CDL-HTrust – DBSV

Go with the leader

Studio M Hotel will anchor trust’s position as leading hotelier in Singapore

Strong tourism industry performance in Jan-Feb’11 bodes well for Singapore hospitality sector

BUY Call, TP S$2.30 maintained

Studio M hotel will anchor CDL HT’s leading position in Singapore. CDL Hospitality Trust’s (“CDL HT”) proposed acquisition of 360-room Studio M hotel, at S$154m ($428k/key) is attractive in our view. The initial yield of 6.1% has more upside as channel checks revealed that Studio M’s rate has moved up c15% to S$200/night in recent months (from S$174/night in 2010) and we see further upside in 2011 given its strong occupancy levels. With 82% of earnings derived from its Singapore hotels, we forecast CDL HT to deliver a strong 13% organic earnings growth for FY11-12, more than S-REIT peers.
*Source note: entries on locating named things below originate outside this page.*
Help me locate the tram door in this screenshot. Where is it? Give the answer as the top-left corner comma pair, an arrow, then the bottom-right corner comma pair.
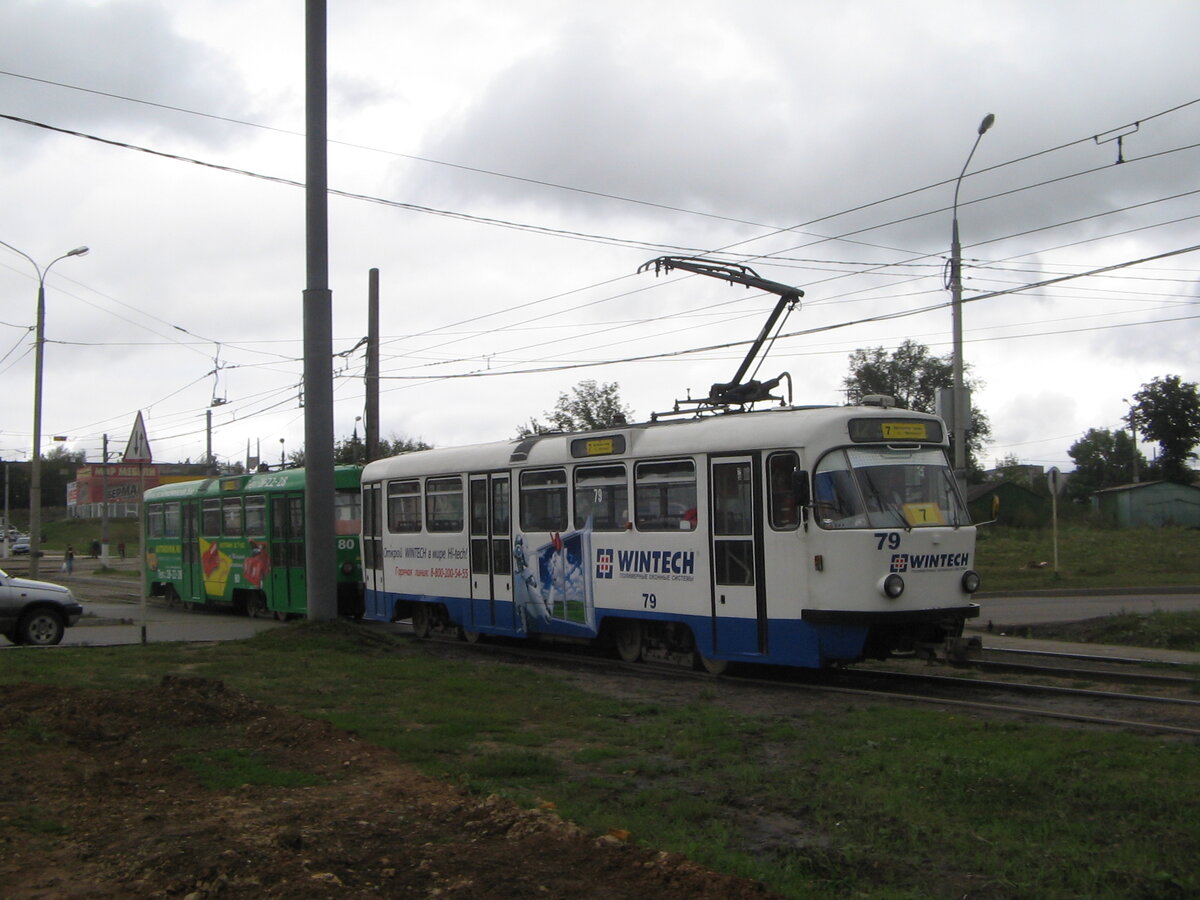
701,454 -> 767,654
268,491 -> 305,613
470,473 -> 515,629
362,481 -> 391,622
179,503 -> 204,600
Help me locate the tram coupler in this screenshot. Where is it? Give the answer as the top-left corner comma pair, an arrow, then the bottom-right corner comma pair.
913,637 -> 983,666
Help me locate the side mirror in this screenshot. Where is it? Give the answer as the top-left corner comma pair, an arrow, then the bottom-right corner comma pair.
792,469 -> 812,509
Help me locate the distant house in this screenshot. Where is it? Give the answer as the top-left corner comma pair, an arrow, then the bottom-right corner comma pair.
967,481 -> 1050,528
1092,481 -> 1200,528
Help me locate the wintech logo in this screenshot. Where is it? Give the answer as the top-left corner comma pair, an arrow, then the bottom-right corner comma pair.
595,547 -> 696,581
892,553 -> 971,572
596,548 -> 612,578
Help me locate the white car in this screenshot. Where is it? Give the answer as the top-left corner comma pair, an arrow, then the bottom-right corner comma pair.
0,569 -> 83,647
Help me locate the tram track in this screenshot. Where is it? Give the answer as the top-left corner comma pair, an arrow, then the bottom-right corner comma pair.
393,624 -> 1200,738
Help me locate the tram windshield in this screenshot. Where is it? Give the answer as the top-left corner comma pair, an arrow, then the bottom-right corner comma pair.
812,446 -> 970,528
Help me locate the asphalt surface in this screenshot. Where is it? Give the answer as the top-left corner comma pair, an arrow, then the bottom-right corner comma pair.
0,558 -> 1200,665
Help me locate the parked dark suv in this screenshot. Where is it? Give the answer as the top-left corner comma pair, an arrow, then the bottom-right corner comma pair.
0,569 -> 83,646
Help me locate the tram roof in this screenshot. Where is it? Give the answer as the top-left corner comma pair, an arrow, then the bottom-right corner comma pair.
145,466 -> 362,500
362,407 -> 934,481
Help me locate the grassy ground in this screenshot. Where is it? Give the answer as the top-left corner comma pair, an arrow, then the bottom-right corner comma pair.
976,524 -> 1200,590
0,623 -> 1200,900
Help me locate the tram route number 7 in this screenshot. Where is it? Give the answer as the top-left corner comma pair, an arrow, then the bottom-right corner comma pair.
875,532 -> 900,550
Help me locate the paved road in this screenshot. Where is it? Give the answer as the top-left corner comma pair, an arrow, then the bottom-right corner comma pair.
967,592 -> 1200,628
0,600 -> 282,649
62,602 -> 282,647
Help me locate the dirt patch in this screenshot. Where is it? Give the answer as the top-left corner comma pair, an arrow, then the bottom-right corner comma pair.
0,677 -> 772,900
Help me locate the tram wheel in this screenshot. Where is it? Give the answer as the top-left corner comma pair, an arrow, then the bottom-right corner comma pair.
613,619 -> 642,662
246,593 -> 268,619
691,652 -> 730,674
413,604 -> 433,638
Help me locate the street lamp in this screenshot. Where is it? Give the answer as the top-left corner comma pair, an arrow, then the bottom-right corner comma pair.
950,113 -> 996,485
0,241 -> 88,578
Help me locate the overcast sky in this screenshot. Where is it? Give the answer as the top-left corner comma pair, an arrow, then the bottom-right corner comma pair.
0,0 -> 1200,480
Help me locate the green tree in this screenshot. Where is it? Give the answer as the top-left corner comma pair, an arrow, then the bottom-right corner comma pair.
1130,376 -> 1200,485
1067,428 -> 1147,499
517,379 -> 634,438
842,340 -> 991,481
The manager has called for an EGM to be held on the 29th April’11 and as this acquisition is an interested party transaction, the sponsor and related parties, will not be able to vote.

Industry’s sustained strong performance in first 2 months of 2011 bodes well for the trust. Singapore continues to see a record breaking 2m visitors in Jan-Feb’11. Looking ahead, arrival figures from Japan may weaken in March 2011 due to the Earthquake Disaster. As per our report titled “Winds of Change” issued on 29 Mar’11, we believe that emerging travel patterns post March 2011 could be in Singapore’s favor as Singapore is a viable alternative travel destination (with its 2 IRs) from visitors expected to delay visiting Japan over the coming months. Given the trust’s leading position as one of Singapore’s largest hotel owners, we believe it will stand to benefit from such a growing trend.

Maintain BUY and DDM-based TP of S$2.30. The group’s strong DPU growth profile is attractive plus low gearing of c26% post acquisition, which remains below management’s optimal level of c40%. Hence, the additional debt-funded acquisition headroom may be utilized for opportunistic ventures.